Wegbereiter für die Jungen
Weitere drei Monate später traut man seinen Augen nicht, denn das bewusst ironisch betitelte „Limp Bizkit Still Sucks“ erblickt das Licht der Welt - auch wenn man die Songs oder Songskizzen des geplanten „Elephant“-Albums vielleicht nie zu hören bekommt. Vom trashigen Millenniumscover über die musikalische Ausrichtung bis hin zur Fuck-You-Attitüde haben sich Limp Bizkit tatsächlich wenig verändert. Dass Durst schon im Vorjahr den 50er überschritten hat, hört man seiner Stimme nicht an, die durchwegs aggressiven Eingangstracks „Out Of Style“, „Dirty Rotten Bizkit“ und „Dad Vibes“ beweisen, dass man neben einer kräftigen Portion Selbstironie auch noch genug Feuer unterm Hintern hat. Limp Bizkit anno 2021 sind auch in der Popkultur weitaus populärer als sie vielleicht selbst glauben wollen. Zukunftsträchtige Jungstars wie Poppy, die Nova Twins oder Rina Sawayama nennen die Floridianer als wichtigen Einfluss und die Altherrenriege erfüllt ihnen auf „Still Sucks“ den großen Wunsch, sich noch einmal unschuldig und unbekannt in den Moshpit begeben zu dürfen, nur dass die Konzertsünden heute dank inflationären Smartphoneeinsatz für das Elternhaus nicht mehr ungesühnt bleiben.
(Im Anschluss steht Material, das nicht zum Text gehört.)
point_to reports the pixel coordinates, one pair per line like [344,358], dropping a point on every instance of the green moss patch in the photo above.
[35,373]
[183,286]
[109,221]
Die Old-School-Vibes fühlt man zu jeder Zeit der nur 32 Minuten kurzen Platte. Der Opener könnte so auch auf „Significant Other“ stehen und selbst mit Rap-basierten Tracks wie „Snacky Poo“ oder „Empty Hole“ macht man nichts falsch, solange man sich eben mit beiden Händen am Jahr 2000 festkrallt. Das INXS-Cover „Don’t Change“ überrascht dazwischen mit einer dunklen, ungewohnt ernsthaften Note, wie man es schon früher gewohnt war („Faith“, George Michael). Limp Bizkit haben sich noch nie wirklich ernst genommen, tun das auf „Still Sucks“ noch weniger. Diese Einstellung zieht sich so behände und konstant durch Songtitel und Texte, dass man unweigerlich das Gefühl bekommt, die Band träte die einzig mögliche Flucht nach vorne an. Nur wer sich selbst so frappant auf die Schaufel nimmt, wird gegen alle Kritiker immun - frag nach bei Scooter. Humorige Medienschelte, poppige Momente und harte Rockbrecher finden sich alle auf dem Album. „Still Sucks“ ist alles andere als ein Meisterwerk und wird eher nicht gut altern, aber mit welcher Selbstsicherheit Durst und Co. der Welt den Mittelfinger entgegenstrecken, hat etwas unzweifelhaft Sympathisches.

Spaß mit Provokation
„Ich bin jemand, der sich gerne hinter Humor versteckt“, erzählte uns Durst damals in Wien, „ich persifliere verschiedene Genres und werde dafür immer angegriffen. Wenn man sich aber Zeit lässt und mit Distanz auf diesen Humor zurückblickt, dann versteht man ihn auch. Natürlich haben wir stark polarisiert, aber eigentlich wollten wir immer nur Spaß haben. Als die Band durch die Decke ging war ich kurz vor meinem 30er, aber alles was ich wollte war, dass man uns nicht allzu ernst nimmt. In der Hitze des Gefechts habe ich oft falsch reagiert. Ich habe mich mit allen angelegt und wollte die Journalisten nur anpissen, weil sie sowieso schlecht über uns geschrieben haben. Limp Bizkit ist im Endeffekt ein wunderbarer Unfall, der mir passiert ist, weil ich meiner lebenslangen Vision gefolgt bin.“ Mit seiner Leidenschaft Erfolg haben und möglichst niemals erwachsen werden, das gelang kaum einer Band besser als Limp Bizkit. Mit der Gnade des Alters ist jetzt längst schon alles egal. Still Sucks eben - aber mit Ansage.